Create a support network
Preparing to move house can be a stressful and exhausting experience at times. If you or a family member have additional requirements, it’s even more important to make sure you have help at hand from friends and family when you need it.
This might include practical, physical or emotional support – from helping you to sort through your possessions, dealing with healthcare issues, helping to explain the move to the disabled person, assisting you on moving day, and helping you to get settled in your new home.
Try to build in some additional time and space to rest and relax, and to allow you and your family members to adjust to the changes.
Talk to your removal company
Your removal team will play a crucial role in helping to ensure that your move runs according to plan. So it’s important to choose a reliable, efficient and established team who are sensitive to your individual needs and will help you to get installed at your new address with a minimum of fuss.
An experienced removals company, such as a Master Remover, will be fully appraised of your moving plan and will be able to assist you at every step of the move – including offering a full packing and unpacking service should you require it, helping to save time and reduce the hassle.
Prepare your children
Children can sometimes feel anxious about moving house, and if you’re moving with a disabled child they may need extra time and support to help them to deal with the change.
You should look to offer reassurance wherever possible. Be prepared talk to your child about the move, or show them a plan or some pictures of their new home. If you can, try to take some time out together, away from the planning and upheaval, and do something they enjoy.
On moving day, seek out a quiet corner away from the noise and activity. Set aside a box with some of their favourite things, including some toys, a teddy bear or blanket for comfort, any special plates or cups, some snacks and a favourite book. If your journey is going to be a long one, be prepared to make some extra stops on the way.

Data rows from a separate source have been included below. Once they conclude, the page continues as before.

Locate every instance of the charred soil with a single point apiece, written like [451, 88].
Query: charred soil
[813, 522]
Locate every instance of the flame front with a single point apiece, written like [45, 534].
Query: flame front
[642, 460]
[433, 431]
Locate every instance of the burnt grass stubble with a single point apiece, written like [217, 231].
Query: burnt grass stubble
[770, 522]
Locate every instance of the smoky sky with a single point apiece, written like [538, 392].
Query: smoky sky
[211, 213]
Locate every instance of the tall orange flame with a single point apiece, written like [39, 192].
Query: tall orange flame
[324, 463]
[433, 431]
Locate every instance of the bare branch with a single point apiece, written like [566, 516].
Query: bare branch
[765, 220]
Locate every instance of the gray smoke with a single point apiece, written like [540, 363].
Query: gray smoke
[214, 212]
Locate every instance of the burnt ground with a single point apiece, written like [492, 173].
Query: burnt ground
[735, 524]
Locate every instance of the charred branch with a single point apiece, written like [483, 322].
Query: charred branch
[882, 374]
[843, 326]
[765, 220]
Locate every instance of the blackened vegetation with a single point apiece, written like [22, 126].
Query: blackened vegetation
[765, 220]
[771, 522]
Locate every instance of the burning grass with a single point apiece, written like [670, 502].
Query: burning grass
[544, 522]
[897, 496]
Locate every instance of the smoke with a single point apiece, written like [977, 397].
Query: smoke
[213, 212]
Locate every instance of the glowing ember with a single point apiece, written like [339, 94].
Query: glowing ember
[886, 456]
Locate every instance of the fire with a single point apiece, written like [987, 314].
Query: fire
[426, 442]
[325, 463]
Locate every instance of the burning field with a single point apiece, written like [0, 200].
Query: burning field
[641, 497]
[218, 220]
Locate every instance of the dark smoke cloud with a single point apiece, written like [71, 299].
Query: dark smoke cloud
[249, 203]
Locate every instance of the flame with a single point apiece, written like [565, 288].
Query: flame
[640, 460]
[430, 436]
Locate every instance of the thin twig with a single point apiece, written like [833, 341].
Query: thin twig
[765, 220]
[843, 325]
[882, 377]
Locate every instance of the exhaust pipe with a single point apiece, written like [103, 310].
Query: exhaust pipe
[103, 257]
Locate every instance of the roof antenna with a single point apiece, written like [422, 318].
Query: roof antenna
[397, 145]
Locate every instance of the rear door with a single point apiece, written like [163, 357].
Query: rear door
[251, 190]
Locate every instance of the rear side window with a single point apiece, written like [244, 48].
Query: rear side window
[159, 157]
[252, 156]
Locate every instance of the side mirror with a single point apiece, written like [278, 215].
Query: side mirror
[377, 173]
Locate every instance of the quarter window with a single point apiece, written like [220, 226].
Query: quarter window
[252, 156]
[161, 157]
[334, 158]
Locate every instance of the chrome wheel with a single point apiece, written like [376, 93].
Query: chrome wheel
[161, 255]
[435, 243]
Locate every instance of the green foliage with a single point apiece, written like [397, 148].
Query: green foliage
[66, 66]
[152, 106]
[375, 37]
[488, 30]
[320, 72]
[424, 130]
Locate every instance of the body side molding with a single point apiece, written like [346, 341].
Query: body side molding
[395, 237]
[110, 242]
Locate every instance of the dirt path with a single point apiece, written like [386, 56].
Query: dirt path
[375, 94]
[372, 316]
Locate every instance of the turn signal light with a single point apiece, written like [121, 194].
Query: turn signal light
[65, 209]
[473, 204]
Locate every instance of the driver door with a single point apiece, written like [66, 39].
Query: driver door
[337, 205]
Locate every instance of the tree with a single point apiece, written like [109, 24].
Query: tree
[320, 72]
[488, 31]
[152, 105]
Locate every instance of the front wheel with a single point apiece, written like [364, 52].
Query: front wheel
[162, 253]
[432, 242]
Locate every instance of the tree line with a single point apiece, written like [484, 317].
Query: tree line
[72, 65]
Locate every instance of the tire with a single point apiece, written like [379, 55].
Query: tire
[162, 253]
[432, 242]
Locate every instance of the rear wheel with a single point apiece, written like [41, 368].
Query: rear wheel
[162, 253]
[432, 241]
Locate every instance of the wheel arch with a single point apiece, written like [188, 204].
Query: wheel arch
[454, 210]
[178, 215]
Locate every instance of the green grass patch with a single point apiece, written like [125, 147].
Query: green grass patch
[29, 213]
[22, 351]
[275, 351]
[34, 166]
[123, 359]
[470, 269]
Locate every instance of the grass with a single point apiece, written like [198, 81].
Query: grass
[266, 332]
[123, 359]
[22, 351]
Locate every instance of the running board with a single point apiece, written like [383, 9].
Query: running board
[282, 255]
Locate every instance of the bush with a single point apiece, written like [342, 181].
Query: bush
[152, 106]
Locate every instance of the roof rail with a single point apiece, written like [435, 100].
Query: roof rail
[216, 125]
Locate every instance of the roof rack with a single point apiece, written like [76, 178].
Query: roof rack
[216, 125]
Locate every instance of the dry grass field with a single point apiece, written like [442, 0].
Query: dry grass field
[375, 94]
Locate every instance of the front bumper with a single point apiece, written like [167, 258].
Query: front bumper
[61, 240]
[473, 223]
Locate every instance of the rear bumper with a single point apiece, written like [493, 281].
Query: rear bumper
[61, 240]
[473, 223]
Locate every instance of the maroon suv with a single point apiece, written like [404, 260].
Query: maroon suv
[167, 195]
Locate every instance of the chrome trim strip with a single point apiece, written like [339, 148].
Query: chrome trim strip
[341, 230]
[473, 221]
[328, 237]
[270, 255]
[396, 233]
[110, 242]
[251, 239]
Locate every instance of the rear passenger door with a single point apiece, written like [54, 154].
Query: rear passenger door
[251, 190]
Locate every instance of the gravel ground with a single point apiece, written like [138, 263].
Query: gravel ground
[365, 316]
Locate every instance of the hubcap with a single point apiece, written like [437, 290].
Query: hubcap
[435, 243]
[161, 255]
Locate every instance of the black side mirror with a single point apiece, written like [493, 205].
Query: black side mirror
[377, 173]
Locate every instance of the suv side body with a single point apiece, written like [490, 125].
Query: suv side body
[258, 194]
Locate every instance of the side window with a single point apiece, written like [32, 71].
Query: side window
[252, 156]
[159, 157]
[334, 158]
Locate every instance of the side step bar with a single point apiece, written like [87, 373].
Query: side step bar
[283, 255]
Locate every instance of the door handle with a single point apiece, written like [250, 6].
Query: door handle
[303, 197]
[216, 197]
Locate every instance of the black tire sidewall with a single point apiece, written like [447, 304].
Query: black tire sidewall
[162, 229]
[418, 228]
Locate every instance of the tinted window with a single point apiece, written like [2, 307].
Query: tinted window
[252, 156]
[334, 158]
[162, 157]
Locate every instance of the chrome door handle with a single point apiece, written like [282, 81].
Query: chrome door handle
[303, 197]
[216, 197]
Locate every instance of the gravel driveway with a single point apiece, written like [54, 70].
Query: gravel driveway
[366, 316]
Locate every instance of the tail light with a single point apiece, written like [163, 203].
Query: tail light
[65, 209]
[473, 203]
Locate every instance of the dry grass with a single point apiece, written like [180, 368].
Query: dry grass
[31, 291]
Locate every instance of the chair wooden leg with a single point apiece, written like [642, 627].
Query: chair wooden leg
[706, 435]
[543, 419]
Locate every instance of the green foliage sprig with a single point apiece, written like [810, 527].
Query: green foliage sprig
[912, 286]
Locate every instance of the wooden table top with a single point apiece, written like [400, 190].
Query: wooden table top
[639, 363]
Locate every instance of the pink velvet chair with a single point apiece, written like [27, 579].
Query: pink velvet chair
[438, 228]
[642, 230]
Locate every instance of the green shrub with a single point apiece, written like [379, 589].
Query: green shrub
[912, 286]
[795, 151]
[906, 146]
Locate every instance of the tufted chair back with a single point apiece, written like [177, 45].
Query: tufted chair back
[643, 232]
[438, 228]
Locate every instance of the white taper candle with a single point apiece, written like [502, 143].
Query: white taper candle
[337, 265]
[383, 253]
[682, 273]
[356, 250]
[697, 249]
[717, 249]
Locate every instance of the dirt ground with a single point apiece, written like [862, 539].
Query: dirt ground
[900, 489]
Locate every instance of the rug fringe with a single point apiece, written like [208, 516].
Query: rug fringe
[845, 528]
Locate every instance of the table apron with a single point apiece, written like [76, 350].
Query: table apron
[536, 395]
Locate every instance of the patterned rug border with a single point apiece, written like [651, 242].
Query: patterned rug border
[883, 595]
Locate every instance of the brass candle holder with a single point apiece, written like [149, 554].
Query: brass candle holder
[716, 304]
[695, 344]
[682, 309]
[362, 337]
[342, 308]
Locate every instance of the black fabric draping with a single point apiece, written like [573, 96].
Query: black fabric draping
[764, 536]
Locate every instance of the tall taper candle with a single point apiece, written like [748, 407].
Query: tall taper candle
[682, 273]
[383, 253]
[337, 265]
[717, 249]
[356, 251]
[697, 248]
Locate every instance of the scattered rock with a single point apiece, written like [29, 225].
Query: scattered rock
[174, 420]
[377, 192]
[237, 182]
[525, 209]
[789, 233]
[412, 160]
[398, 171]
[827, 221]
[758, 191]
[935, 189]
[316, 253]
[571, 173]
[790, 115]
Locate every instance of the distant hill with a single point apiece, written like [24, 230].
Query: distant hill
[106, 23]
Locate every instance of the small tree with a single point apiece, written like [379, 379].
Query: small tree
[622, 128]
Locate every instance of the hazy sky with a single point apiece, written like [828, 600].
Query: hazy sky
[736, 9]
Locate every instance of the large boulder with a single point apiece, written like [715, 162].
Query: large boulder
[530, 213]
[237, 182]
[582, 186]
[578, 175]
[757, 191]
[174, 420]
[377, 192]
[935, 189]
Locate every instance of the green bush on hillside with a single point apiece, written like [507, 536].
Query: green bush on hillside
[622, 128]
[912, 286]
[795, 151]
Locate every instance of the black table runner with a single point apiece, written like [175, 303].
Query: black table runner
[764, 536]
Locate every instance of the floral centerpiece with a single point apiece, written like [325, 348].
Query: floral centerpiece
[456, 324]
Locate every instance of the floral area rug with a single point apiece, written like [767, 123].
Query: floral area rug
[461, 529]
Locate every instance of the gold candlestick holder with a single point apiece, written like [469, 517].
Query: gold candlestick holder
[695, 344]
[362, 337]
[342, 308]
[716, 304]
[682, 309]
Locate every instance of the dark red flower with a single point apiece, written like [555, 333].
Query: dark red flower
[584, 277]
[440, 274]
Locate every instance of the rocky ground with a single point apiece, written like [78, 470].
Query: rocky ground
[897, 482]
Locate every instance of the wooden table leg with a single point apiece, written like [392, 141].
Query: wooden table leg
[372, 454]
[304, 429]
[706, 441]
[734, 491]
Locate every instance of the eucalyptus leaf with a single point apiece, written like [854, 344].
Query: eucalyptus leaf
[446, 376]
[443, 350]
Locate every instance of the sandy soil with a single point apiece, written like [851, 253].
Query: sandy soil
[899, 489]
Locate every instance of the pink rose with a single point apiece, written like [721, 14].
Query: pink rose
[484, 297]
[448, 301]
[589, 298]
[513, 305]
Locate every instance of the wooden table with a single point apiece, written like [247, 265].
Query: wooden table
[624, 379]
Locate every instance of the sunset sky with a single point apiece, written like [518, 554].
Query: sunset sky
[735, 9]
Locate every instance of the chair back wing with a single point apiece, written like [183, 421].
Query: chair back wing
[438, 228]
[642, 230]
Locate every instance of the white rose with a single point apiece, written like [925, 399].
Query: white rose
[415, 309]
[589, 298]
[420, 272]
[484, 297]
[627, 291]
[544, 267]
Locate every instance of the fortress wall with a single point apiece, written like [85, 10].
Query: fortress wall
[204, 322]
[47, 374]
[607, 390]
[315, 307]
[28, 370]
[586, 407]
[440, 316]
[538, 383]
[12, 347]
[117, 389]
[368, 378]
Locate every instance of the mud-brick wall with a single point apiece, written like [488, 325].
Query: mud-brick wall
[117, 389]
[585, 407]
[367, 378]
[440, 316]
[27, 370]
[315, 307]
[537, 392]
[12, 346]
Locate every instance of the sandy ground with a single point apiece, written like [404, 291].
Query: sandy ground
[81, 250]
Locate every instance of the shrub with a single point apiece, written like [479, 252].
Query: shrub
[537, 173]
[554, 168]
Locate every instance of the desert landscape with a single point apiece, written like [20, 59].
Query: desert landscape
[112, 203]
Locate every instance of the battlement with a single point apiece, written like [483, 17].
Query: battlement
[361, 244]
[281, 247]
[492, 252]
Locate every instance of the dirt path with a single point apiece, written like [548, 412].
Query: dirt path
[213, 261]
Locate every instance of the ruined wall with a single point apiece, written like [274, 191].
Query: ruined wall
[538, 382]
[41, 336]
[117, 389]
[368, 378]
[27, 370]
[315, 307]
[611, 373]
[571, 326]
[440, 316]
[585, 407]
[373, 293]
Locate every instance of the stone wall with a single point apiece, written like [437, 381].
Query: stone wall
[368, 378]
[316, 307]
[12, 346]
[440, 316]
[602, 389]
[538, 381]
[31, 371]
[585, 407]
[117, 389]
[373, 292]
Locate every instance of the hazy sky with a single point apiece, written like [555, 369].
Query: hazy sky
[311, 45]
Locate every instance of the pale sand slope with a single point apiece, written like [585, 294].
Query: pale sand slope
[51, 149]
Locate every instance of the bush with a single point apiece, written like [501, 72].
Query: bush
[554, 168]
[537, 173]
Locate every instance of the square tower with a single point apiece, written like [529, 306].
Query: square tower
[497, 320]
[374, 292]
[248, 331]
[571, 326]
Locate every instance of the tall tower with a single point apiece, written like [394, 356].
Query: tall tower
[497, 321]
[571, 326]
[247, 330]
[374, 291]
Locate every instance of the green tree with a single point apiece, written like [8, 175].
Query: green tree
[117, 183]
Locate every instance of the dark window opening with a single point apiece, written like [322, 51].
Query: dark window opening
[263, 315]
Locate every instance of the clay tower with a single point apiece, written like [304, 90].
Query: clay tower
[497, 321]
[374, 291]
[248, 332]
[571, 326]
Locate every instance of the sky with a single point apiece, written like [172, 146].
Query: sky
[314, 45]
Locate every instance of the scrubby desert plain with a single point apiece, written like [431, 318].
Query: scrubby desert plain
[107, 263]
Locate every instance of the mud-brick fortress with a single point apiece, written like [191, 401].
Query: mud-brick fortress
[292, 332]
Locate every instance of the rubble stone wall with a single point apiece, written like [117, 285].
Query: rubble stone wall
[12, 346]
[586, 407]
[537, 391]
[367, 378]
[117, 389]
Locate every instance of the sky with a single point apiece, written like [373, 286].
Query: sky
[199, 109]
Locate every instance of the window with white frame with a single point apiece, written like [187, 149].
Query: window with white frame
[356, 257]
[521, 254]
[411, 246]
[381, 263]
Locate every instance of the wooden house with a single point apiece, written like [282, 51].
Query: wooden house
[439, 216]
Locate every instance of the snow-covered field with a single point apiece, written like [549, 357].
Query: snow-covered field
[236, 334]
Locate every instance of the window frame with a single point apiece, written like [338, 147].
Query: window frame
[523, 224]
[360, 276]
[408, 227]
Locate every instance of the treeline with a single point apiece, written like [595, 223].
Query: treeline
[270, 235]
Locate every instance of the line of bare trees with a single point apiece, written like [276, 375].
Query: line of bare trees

See also our guide to moving house with children.
Consider your ‘moving day essentials’
If you need prescription medication or specialist equipment, it’s essential to keep them close to hand.
We always recommend putting together a ‘moving day essentials’ box to travel with you on your move, and if you have additional requirements this should include any medication, adapted cutlery or other aids, as well as your mobile phone and a list of key contact numbers (and not forgetting the all-important kettle, mugs and teabags!)
If you are transporting any medical equipment on the van, talk to your removal company and make sure it will be available to you when you arrive at the other end.
Getting established in your new home
When you arrive at your new house, you should arrange for the beds to be made up, and for any medical aids and equipment to be installed in their appropriate places as a priority.
Remember, it can take time to adjust to change, particularly for children, but establishing a new daily routine as soon as possible can help significantly. Once you’re ready, you can arrange to meet with your neighbours and investigate the local amenities, to help you and your family to settle in to your new home.